As background, I bought a “latex” mattress a few months ago without doing my research and to say it is awful would be giving it too much credit. I’m stumbling along right now with a 3" all natural dunlop latex topper from Arizona Preminum Mattress Company, but it’s not enough and I really am going to have to replace this silly thing.
I think I know what I’m doing based on what I’ve read on your site, but I’m not entirely sure. I am what many people would call rubenesque woman, 5"3" and slightly over 250 pounds. I know I need supportive layers on the bottom, especially since I am a side sleeper, and I prefer dunlop latex, but beyond that, I’m not quite sure how to create the supportive softeness I want! Reading through the forum have some ideas, but I could use some help.

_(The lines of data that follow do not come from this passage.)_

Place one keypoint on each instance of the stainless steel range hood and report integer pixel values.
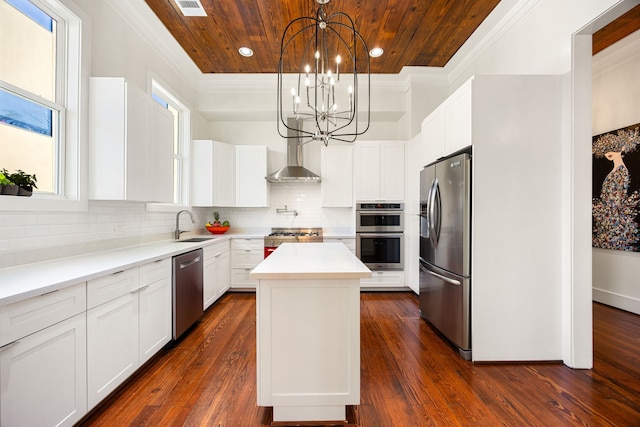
(294, 171)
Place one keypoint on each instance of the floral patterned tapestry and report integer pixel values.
(616, 189)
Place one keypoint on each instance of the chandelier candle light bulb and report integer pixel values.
(309, 47)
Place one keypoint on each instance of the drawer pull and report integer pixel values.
(8, 346)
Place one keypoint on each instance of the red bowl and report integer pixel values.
(217, 230)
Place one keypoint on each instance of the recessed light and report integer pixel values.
(375, 52)
(245, 51)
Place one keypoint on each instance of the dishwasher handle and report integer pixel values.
(190, 262)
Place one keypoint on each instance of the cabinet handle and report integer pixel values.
(8, 346)
(139, 289)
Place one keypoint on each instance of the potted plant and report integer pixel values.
(25, 182)
(8, 187)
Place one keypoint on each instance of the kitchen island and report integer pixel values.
(308, 331)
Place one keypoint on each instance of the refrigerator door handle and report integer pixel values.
(441, 277)
(431, 213)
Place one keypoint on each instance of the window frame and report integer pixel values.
(69, 82)
(184, 144)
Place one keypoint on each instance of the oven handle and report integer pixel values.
(381, 235)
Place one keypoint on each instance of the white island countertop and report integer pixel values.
(311, 261)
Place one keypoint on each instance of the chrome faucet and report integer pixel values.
(177, 233)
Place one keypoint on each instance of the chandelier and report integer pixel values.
(321, 87)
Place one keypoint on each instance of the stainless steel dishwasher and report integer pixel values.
(187, 291)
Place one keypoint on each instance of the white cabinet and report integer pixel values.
(349, 242)
(161, 149)
(214, 173)
(43, 359)
(384, 280)
(448, 128)
(216, 273)
(155, 305)
(251, 168)
(379, 170)
(112, 333)
(122, 124)
(337, 176)
(246, 254)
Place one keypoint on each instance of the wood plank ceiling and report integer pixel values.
(411, 32)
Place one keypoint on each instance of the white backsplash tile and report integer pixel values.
(28, 237)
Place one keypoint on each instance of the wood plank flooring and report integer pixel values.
(409, 376)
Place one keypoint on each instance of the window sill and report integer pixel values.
(37, 204)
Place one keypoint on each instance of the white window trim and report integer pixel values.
(72, 197)
(185, 134)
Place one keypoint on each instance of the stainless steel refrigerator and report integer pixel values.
(445, 249)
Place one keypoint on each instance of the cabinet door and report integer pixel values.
(210, 276)
(155, 326)
(224, 174)
(433, 136)
(457, 113)
(112, 345)
(224, 272)
(392, 170)
(161, 148)
(138, 172)
(337, 176)
(367, 170)
(251, 169)
(43, 376)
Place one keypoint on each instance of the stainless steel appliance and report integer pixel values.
(290, 235)
(187, 291)
(379, 235)
(445, 249)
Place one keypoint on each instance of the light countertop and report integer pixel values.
(311, 261)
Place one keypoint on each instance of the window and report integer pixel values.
(181, 134)
(39, 91)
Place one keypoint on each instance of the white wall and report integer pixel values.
(616, 104)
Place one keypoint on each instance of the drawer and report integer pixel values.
(215, 249)
(240, 278)
(246, 257)
(384, 279)
(257, 244)
(155, 271)
(23, 318)
(110, 287)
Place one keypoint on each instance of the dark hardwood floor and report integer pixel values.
(409, 376)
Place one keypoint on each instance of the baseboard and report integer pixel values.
(622, 302)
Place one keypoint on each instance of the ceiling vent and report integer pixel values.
(191, 7)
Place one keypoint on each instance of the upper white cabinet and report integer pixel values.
(161, 155)
(130, 144)
(448, 128)
(214, 173)
(229, 175)
(379, 170)
(337, 176)
(251, 169)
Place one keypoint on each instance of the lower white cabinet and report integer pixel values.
(216, 272)
(246, 254)
(112, 345)
(384, 279)
(43, 376)
(154, 302)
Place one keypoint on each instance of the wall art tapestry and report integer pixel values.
(616, 189)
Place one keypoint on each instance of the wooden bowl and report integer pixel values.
(217, 230)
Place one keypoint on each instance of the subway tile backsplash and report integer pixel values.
(27, 237)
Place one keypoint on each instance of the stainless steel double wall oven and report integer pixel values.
(380, 235)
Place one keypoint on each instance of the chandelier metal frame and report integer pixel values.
(316, 82)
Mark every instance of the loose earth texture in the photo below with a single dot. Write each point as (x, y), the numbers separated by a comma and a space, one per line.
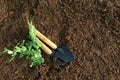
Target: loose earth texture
(89, 28)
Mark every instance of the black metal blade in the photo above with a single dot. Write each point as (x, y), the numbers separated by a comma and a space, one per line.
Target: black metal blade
(64, 54)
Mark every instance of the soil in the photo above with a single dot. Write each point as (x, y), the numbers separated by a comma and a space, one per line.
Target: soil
(89, 28)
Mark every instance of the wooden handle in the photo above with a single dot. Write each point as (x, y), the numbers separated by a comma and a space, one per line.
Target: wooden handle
(46, 40)
(45, 48)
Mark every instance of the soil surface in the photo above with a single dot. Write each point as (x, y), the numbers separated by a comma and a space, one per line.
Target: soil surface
(89, 28)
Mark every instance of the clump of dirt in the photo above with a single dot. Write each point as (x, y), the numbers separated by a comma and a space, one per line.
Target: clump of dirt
(90, 28)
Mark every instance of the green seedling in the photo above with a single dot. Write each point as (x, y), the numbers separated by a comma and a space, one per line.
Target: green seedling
(29, 49)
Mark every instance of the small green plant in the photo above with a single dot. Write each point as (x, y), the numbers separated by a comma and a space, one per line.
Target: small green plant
(29, 49)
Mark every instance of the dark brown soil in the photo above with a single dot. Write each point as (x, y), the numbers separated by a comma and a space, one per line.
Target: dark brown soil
(90, 28)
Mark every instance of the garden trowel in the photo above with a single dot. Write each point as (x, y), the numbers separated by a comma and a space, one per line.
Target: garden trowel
(62, 53)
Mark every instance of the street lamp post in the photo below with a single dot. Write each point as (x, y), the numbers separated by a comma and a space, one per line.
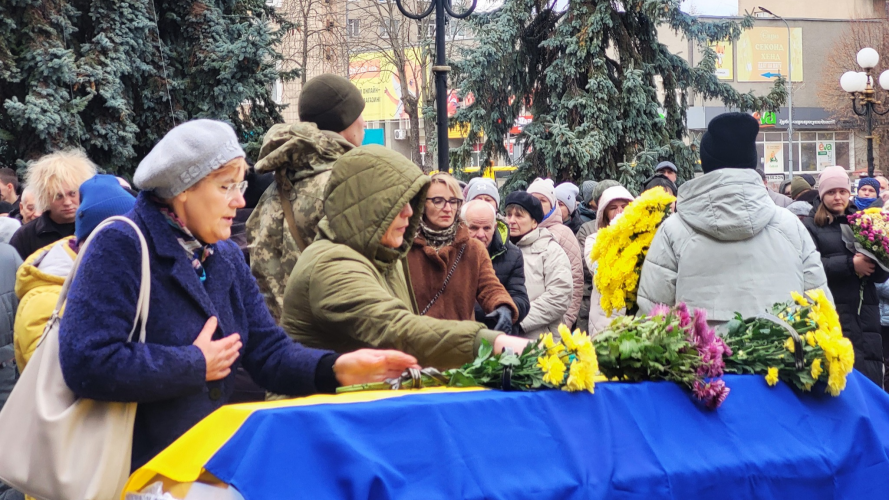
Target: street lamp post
(789, 92)
(441, 69)
(860, 84)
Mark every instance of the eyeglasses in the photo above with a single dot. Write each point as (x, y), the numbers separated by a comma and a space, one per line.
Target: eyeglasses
(230, 189)
(438, 202)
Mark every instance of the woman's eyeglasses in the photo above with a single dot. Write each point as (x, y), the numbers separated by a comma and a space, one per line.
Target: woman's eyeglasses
(438, 202)
(230, 189)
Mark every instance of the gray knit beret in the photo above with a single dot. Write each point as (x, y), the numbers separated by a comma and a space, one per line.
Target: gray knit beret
(187, 154)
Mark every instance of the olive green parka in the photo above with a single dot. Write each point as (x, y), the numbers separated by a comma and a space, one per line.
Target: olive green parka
(348, 291)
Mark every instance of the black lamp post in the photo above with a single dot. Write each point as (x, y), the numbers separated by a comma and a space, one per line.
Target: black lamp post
(864, 101)
(441, 8)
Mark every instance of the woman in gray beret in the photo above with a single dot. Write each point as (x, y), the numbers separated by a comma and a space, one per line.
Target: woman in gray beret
(206, 315)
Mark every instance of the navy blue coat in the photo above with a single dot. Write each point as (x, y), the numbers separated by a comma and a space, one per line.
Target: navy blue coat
(166, 375)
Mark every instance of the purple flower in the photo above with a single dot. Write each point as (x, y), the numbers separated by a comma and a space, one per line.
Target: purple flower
(659, 310)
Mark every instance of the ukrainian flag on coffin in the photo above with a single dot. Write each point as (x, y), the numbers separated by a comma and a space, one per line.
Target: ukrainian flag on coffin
(646, 440)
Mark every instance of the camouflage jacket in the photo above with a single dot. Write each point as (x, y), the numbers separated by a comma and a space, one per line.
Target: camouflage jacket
(301, 156)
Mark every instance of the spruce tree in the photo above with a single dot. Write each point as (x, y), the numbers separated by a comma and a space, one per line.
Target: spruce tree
(101, 75)
(588, 74)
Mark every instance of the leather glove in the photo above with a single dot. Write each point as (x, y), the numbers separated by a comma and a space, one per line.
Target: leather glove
(503, 317)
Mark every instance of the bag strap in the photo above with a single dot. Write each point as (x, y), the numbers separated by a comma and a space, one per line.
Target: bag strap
(447, 279)
(284, 195)
(144, 289)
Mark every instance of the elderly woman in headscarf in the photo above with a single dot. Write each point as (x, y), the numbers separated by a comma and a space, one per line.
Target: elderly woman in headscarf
(207, 316)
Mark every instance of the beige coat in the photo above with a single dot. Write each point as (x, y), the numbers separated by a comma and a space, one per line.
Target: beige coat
(563, 235)
(548, 280)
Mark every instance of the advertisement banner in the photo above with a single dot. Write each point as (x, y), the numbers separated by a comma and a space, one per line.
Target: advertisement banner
(774, 157)
(378, 81)
(762, 54)
(725, 60)
(826, 154)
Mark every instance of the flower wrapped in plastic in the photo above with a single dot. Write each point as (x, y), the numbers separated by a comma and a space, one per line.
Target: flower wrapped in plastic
(568, 364)
(800, 343)
(669, 344)
(620, 249)
(868, 233)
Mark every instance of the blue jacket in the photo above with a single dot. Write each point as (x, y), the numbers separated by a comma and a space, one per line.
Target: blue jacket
(883, 293)
(166, 375)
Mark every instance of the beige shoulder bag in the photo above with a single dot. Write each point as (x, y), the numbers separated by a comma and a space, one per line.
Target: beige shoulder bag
(56, 446)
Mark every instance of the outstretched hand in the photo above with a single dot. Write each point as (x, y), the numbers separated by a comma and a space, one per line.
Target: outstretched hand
(365, 366)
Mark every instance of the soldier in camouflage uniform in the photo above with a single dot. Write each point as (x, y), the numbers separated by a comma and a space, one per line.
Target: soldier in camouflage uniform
(301, 156)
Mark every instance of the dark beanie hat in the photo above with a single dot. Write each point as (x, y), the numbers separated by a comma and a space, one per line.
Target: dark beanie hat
(730, 142)
(528, 202)
(331, 102)
(660, 180)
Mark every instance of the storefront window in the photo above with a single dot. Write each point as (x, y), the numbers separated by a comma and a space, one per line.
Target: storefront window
(813, 151)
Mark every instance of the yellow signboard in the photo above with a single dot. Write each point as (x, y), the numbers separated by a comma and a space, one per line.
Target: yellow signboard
(725, 60)
(762, 54)
(375, 75)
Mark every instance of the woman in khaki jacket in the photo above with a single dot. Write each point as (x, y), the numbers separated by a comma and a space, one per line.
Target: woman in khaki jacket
(351, 287)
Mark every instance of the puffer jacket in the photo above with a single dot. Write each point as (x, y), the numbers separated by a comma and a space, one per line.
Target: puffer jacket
(728, 249)
(348, 291)
(861, 328)
(301, 157)
(9, 264)
(38, 284)
(509, 266)
(548, 280)
(564, 236)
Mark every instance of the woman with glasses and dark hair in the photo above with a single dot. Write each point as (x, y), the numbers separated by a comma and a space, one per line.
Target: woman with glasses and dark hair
(351, 288)
(206, 315)
(449, 270)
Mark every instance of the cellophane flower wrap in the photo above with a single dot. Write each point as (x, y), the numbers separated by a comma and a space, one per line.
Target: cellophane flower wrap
(669, 344)
(568, 364)
(763, 347)
(621, 247)
(871, 231)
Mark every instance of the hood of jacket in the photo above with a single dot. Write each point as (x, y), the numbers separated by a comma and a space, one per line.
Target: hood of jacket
(367, 189)
(48, 266)
(500, 241)
(300, 147)
(729, 204)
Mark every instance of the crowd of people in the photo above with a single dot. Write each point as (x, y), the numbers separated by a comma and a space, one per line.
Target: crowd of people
(329, 263)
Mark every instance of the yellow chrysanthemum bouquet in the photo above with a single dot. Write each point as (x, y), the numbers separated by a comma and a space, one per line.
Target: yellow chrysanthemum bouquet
(800, 342)
(621, 247)
(569, 364)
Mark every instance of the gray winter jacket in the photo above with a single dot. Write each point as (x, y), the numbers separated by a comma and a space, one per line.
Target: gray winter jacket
(9, 264)
(729, 248)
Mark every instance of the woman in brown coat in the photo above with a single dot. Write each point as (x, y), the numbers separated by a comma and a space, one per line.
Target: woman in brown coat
(450, 271)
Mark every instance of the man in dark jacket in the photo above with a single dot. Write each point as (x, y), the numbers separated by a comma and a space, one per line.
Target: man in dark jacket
(56, 179)
(480, 218)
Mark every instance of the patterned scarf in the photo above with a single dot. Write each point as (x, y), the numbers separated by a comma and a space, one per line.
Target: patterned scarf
(438, 238)
(197, 252)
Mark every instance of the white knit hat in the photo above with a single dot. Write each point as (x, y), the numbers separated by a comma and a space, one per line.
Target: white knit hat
(187, 154)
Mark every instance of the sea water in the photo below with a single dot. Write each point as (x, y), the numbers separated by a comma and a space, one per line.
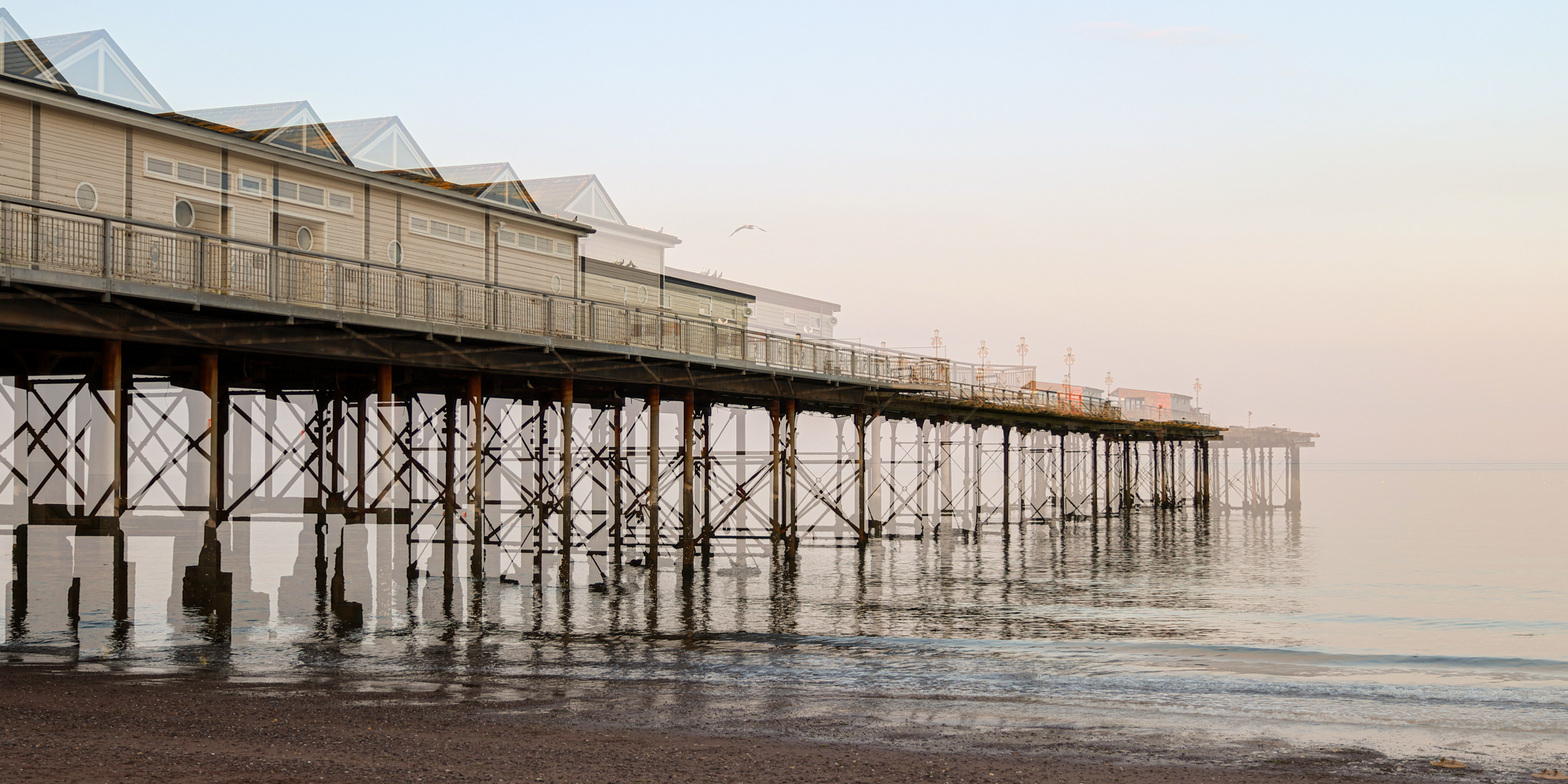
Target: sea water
(1406, 609)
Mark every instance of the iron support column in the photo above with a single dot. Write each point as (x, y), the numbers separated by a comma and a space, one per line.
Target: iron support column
(449, 503)
(617, 465)
(789, 496)
(774, 474)
(688, 481)
(860, 474)
(567, 482)
(1007, 477)
(477, 477)
(653, 477)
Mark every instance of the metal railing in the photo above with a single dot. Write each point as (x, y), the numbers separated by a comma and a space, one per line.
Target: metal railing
(53, 238)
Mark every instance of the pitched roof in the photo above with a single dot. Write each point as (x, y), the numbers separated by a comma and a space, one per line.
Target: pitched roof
(23, 57)
(579, 195)
(760, 294)
(291, 125)
(1127, 393)
(495, 183)
(382, 145)
(95, 65)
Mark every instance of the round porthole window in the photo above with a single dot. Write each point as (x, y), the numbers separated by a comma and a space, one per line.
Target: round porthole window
(87, 197)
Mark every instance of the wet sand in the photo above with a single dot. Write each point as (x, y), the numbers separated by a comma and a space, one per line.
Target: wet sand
(64, 724)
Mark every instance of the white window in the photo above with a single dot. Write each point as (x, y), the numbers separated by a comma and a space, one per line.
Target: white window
(186, 173)
(445, 231)
(87, 197)
(528, 242)
(253, 184)
(302, 194)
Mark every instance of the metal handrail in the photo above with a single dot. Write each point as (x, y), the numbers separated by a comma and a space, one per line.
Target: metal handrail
(64, 239)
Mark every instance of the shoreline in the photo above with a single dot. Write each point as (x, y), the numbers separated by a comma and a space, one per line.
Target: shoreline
(68, 724)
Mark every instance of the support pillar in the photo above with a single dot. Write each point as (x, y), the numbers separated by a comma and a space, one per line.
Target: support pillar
(206, 586)
(708, 482)
(115, 385)
(860, 474)
(653, 479)
(477, 479)
(688, 481)
(777, 510)
(617, 465)
(567, 482)
(1007, 477)
(449, 503)
(1094, 474)
(385, 437)
(1294, 501)
(793, 542)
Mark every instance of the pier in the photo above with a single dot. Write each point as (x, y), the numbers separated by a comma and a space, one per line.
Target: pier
(242, 316)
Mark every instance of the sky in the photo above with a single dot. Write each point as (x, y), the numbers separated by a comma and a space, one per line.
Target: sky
(1343, 217)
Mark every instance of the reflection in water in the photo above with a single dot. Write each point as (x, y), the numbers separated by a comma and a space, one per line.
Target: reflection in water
(161, 584)
(1357, 626)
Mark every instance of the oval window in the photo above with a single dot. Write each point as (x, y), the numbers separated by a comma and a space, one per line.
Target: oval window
(87, 197)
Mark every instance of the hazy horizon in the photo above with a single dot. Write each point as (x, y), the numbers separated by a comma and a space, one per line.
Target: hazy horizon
(1341, 219)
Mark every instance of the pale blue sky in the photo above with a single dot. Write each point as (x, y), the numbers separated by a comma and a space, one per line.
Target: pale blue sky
(1345, 217)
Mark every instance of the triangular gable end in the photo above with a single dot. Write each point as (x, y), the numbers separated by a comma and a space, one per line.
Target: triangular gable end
(305, 132)
(100, 70)
(595, 203)
(510, 194)
(393, 150)
(24, 60)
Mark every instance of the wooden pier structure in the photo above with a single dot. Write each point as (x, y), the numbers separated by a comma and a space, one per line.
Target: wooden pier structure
(211, 322)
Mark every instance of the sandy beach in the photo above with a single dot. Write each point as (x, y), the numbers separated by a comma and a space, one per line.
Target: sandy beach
(70, 725)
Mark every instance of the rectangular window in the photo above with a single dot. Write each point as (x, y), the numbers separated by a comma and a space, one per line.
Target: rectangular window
(187, 173)
(299, 192)
(253, 186)
(445, 231)
(528, 242)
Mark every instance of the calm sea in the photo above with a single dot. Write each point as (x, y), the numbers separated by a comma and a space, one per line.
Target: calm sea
(1409, 609)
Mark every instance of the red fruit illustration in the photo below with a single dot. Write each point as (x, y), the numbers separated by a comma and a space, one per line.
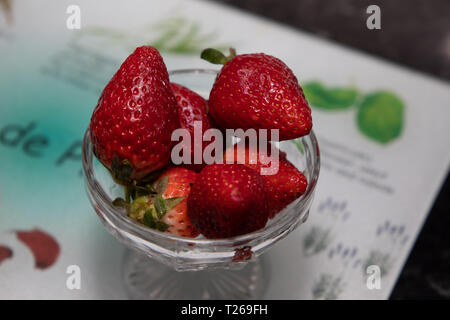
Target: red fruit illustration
(132, 124)
(5, 253)
(44, 247)
(257, 91)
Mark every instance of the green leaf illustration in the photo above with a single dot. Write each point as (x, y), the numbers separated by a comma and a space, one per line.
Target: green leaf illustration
(335, 98)
(380, 116)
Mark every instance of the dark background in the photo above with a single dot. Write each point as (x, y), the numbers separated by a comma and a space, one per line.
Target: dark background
(414, 33)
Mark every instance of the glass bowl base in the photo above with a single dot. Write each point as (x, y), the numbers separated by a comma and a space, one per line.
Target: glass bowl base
(145, 279)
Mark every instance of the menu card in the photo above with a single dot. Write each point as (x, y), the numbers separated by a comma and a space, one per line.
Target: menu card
(383, 134)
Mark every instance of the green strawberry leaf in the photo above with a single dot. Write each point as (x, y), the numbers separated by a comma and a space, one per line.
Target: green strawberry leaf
(329, 98)
(173, 202)
(149, 220)
(160, 206)
(121, 170)
(298, 143)
(217, 57)
(121, 203)
(161, 185)
(380, 116)
(161, 226)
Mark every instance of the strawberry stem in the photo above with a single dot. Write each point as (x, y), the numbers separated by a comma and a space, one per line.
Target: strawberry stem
(217, 57)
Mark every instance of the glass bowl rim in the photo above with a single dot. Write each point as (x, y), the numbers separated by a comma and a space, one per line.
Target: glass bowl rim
(92, 184)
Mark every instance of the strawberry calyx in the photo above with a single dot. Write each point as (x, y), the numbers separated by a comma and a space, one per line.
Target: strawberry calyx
(145, 203)
(217, 57)
(121, 170)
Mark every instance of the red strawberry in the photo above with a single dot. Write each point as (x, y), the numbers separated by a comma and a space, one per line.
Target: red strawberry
(228, 200)
(133, 121)
(258, 91)
(44, 247)
(167, 209)
(285, 185)
(192, 107)
(179, 185)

Also I’m wondering if anyone can give me some recommendations where to find a small manufacturer in the area. From the title, I live in the Seattle, WA area. I did find one small manufacturer - Seattle Natural Mattress (Seattle Natural Mattress, 100% chemical-free mattresses) and the reviews have been great, but I don’t know anything about him really. I spoke with him on the phone and he really seems to care about building the right mattress for my needs. The standard mattress they sell is 8", which I think may be a bit thin for me, although maybe not given the properties of latex.
Anyway, any help you can provide would be greatly appreciated!
Just in case you haven’t read it yet … the first place I would start your research is post #1 here which includes links to all the basic information, steps, and guidelines that can help you the most.
There are really only two reliable ways to know whether a mattress is suitable for you in terms of PPP (Posture and alignment, Pressure relief, and Personal preferences) which is your own personal testing of more detailed conversations with a knowledgeable and experienced online manufacturer or retailer (see mattress firmness/comfort levels in post #2 here). “Theory at a distance” or the reviews or experiences of other people are never as reliable as your own personal testing or experience. “Supportive softness” is different for each person but your body will “recognize” what it is for you
The better options and possibilities I’m aware of in the Seattle area are listed in post #2 here.
Thank you so much for the information!!! I had read through much of the site, including the posts you recommended, but I hadn’t been able to find options in the Seattle area where I could find the right mattress for me. The information you provide on this site is just phenomenal and very much appreciated!
I did know I was going to have to go speak to someone knowledgeable and test mattress out before buying. While I would really love to have a new bed today (my current situation is pretty bad), I learned my lesson very well this last time around and will take whatever time it takes to get it right this time!
A new mattress is one of the most important purchases you will make in the next decade or so and will have a bigger effect on your overall wellbeing than almost anything else you can buy and it makes sense to “do it right” and shift the odds of long term success in your favor
I’ve been in contact with Slumber East/Eastside Mattress Factory up in Marysville and will be visiting them this evening to try out some beds. But I have a couple more questions, if you don’t mind.
When I spoke with the co-owner, he made some recommendations after gathering some information. I did indicate I wanted a 100% latex mattress, but he recommended an ultracell core with two different ILD talalay latex layers on top for comfort and layered support. He also indicated he only works with talalay latex. I’m actually not sure what ultracell is, although it definitely sounds like it’s memory foam of some kind and not latex.
I have read in various places that dunlop latex is more supportive for those who are heavier, but this gentleman indicated he doesn’t work with dunlop because he feels it’s far inferior to talalay. Your site indicates something different from what I’ve read.
I realize I need to try various beds out, since that’s the only way I’m going to find exactly what’s right for me, but I also don’t want to waste time looking at beds that may not last as long as they should due to the fact that the particular material isn’t designed for a heavier person.
Any help you can provide would be greatly appreciated!
Ultracell is polyfoam that uses a formulation made by Bayer. It is generally a high resilience formula that is very good quality but like all polyfoam it will come in a range of densities.
There are many manufacturers that prefer one material over another but Dunlop certainly isn’t “inferior” to Talalay. Dunlop has a higher compression modulus so it gets firmer faster with compression than Talalay in the same ILD but if you used a firmer Talalay it would be roughly equivalent in terms of support to a lower ILD Dunlop. You can read a little more about the different types of latex in this article and in post #6 here. You can also read a little more about the differences between them in terms of “feel” in post #7 here but testing them in person is a much better way to decide which one you prefer. The mattress in the video was Dunlop although there are also many blended Talalay mattresses that have also lasted for decades.
The support layers aren’t generally the weak link of a mattress because a mattress will soften and break down from the top down so the quality of the comfort layers are the most important part that determines the useful life of a mattress (see post #4 here about the factors that can affect the useful life of a mattress). HR polyfoam is a very durable material and has many “latex like” qualities and is a lower cost material than most latex but again it’s important to know the density and the details of the layering.